Why do I bring all that up? Oh, no particular reason.
It’s just that oil prices jumped this week after President Donald Trump launched Operation Epic Fury, and that means higher prices at the gas pump. The national average price today is $3.54 — 42 cents higher than a week ago. And Democrats are big mad about it.
Senate Minority Leader Chuck Schumer must not recall Biden’s burglary of the SPR, which left it at a 40-year low. “The instability created by Trump in this war is already hitting families in their wallets,” Schumer complained on Sunday. “The Strategic Petroleum Reserve is for moments just like this.” Too bad Biden depleted it.
Schumer also seems to have conveniently forgotten that he blocked Trump’s attempts to fully stock the SPR during his first term.
Meanwhile, California Governor Gavin Newsom’s press office posted an AI image of Trump adjusting gas prices at a Chevron to $8.21 per gallon. Maybe Newsom didn’t remember that the only state where gas ever hit $8 a gallon was … California. Or maybe he just can’t read.
The reason California’s gas is and remains so expensive is Democrat policies, not a temporary foreign conflict. Unlike Biden and the Leftmedia blaming Russia’s invasion of Ukraine for the 2022 gas-price spike, the situation in Iran actually does have an outsized impact. The Washington Post reports, “The Strait of Hormuz, a conduit for one-fifth of the world’s oil supply, has been effectively closed for a week with vessels carrying oil, natural gas and other cargo backing up because of the threat of Iranian attacks on tankers and other ships.”
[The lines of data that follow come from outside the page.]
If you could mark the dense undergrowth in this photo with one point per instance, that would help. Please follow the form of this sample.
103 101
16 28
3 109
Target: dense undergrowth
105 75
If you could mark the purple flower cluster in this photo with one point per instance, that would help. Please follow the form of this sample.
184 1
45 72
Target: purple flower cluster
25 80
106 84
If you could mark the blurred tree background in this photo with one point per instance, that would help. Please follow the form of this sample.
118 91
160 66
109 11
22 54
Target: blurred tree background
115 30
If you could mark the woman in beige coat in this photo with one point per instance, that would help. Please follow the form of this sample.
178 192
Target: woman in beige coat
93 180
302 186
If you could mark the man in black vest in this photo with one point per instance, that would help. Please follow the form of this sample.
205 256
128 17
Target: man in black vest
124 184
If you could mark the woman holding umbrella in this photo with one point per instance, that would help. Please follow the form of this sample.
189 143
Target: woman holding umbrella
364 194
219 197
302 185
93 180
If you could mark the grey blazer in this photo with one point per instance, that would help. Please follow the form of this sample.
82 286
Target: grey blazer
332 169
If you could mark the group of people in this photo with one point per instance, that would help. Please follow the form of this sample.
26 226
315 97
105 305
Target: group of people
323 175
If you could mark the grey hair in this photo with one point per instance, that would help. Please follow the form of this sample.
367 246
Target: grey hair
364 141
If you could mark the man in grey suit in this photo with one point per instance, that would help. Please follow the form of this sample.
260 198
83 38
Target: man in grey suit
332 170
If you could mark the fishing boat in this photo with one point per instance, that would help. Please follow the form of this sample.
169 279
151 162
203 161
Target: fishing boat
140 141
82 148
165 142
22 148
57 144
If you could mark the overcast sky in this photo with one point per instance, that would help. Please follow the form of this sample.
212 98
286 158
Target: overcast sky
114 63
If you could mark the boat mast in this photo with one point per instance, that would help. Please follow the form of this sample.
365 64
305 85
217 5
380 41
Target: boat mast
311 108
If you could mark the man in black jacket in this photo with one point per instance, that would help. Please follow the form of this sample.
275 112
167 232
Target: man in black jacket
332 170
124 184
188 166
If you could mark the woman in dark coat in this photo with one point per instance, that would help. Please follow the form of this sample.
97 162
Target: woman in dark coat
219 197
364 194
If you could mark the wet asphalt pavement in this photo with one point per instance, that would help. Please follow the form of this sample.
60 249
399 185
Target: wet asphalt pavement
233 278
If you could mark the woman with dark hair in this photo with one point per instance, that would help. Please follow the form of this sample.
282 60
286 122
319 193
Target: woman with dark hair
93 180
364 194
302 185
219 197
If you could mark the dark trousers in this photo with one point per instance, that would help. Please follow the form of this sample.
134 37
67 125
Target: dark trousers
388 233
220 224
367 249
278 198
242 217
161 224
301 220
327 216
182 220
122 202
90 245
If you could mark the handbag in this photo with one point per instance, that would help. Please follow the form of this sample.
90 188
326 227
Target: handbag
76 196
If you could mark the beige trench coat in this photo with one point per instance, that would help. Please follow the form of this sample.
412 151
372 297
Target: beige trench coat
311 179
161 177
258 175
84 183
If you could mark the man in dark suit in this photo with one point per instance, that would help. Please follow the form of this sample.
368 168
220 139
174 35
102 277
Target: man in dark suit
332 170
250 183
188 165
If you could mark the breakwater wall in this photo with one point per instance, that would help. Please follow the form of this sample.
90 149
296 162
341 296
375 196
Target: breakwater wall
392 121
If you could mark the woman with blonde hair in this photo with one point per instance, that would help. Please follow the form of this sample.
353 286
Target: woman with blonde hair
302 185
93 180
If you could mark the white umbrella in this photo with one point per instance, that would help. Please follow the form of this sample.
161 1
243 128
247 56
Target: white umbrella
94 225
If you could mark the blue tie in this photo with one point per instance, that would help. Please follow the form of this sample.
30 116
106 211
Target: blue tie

Yeah, that would cause prices to go up. Indeed, a barrel of Brent crude jumped to $120 per barrel on Monday before settling back down to $90 this morning. Obviously, gas pains are going to be a real thing again, and it’s hard to say how long that will last. Trump called it a “small price to pay” for a necessary mission. I suppose that depends on the results.
Prices dropped after he promised to hit Iran “TWENTY TIMES HARDER than they have been hit thus far” if it continues blocking the Strait of Hormuz. Pounding Iran into total submission is definitely the way to win.
As for American oil, Trump rightly pointed to our ability to solve our own problem. “We’ve got a lot of oil,” he said. “Our country has a tremendous amount. There’s a lot of oil out there. That’ll get healed very quickly.”
Yes and no. A lot of American oil is drawn from shale and is lighter and “sweeter” than the heavy crude we import. We import that heavy crude, though, because our refineries can’t process the oil we’re drilling ourselves. That seems … less than ideal.
“In April 2020,” notes National Review’s Jim Geraghty, “we produced almost 19 million barrels per day. As of last December, we’re at 18 million. The most recent major oil refinery built in the U.S. was constructed in 1976.”
That should change regardless of the situation in the Middle East.